To populate the database with a sample organization, team, and plugin:

  1. Go to SQL Editor in the Supabase Dashboard
  2. Open supabase/seed_rules.sql from the project and paste it
  3. Run the query

This creates a "Cursorist Community" organization with an "Open Source Plugins" team and a sample "TypeScript Starter Plugin" with version 1.0.0.

Note: The seed script requires a user to exist as the owner. You must sign in at least once before running it, then update the owner_user_id variable at the top of the seed file to match your user ID (find it in the users table).

Step 8 — Generate TypeScript Types (Optional)
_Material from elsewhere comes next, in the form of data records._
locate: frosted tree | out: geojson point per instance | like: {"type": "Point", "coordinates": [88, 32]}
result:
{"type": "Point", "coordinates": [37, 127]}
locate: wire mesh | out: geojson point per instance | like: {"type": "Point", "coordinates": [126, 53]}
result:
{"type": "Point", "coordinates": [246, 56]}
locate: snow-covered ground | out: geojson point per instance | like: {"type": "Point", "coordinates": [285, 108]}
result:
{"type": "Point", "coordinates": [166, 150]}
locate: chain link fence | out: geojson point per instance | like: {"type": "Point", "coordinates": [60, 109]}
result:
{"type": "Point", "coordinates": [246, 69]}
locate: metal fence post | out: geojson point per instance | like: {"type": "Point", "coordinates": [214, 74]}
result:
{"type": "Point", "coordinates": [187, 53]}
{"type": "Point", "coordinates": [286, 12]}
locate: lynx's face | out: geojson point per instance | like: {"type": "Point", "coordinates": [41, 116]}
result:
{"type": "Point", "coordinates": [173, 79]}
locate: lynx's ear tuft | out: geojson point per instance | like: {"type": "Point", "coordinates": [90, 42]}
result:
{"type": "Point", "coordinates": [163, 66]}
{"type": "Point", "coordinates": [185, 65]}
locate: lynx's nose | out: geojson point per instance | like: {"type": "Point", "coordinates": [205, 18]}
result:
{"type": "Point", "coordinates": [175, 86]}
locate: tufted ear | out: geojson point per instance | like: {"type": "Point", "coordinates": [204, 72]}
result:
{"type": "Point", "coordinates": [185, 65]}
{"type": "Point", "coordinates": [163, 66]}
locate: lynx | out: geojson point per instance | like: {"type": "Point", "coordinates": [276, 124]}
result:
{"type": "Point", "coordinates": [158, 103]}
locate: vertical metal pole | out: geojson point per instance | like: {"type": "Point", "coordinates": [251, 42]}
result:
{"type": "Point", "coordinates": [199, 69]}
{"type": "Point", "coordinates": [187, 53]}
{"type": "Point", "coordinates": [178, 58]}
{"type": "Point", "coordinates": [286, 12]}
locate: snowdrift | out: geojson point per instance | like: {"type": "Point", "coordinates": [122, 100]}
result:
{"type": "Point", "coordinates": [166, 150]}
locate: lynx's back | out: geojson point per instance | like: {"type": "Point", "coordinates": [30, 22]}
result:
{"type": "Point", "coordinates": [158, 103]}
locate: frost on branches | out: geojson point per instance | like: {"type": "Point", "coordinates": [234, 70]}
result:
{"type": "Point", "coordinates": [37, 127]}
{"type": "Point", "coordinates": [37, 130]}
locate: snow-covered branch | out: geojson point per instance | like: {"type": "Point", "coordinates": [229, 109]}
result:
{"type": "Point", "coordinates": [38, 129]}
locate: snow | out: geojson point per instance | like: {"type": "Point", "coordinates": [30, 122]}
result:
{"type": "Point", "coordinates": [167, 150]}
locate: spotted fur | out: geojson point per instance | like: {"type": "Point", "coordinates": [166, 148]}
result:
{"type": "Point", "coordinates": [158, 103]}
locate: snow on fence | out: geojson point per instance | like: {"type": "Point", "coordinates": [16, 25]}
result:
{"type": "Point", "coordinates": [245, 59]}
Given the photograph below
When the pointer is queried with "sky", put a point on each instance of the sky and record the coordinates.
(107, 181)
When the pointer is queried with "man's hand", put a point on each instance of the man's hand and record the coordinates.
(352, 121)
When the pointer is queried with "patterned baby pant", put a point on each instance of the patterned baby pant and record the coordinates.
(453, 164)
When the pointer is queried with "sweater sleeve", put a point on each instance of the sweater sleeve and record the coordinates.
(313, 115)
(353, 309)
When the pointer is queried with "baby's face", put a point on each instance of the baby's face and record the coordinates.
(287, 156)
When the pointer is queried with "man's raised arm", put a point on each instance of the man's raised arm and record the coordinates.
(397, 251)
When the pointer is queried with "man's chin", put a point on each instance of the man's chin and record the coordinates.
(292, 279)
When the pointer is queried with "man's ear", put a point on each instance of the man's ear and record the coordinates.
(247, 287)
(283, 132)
If you want to regenerate the database types from your actual schema:

npx supabase gen types typescript --project-id YOUR-PROJECT-REF > lib/supabase/database.types.ts

The project already includes a manually maintained database.types.ts, so this step is only needed if you modify the schema.

Verify Everything Works

After completing all steps, check these:

CheckHow
Tables existDashboard → Table Editor → see users, plugins, etc.
Auth worksSign in at localhost:3000, check users table has your row
Storage readyDashboard → Storage → see avatars, plugin-assets, exports
RLS activeTable Editor → any table → "RLS enabled" badge visible
Site configTable Editor → site_config → 8 default rows present

Troubleshooting

"relation users does not exist" — The migrations did not run. Go to SQL Editor and run supabase/setup.sql again.

"Signups are currently disabled" — Enable signups in Authentication → Settings.

Callback URL mismatch — Make sure the GitHub OAuth App callback URL exactly matches https://YOUR-PROJECT-REF.supabase.co/auth/v1/callback.

"Invalid API key" — Double-check NEXT_PUBLIC_SUPABASE_ANON_KEY in .env.local. It should be the anon key, not the service_role key.

Storage policy errors — Make sure you created the three storage buckets before running the SQL setup. The policies reference bucket names that must already exist.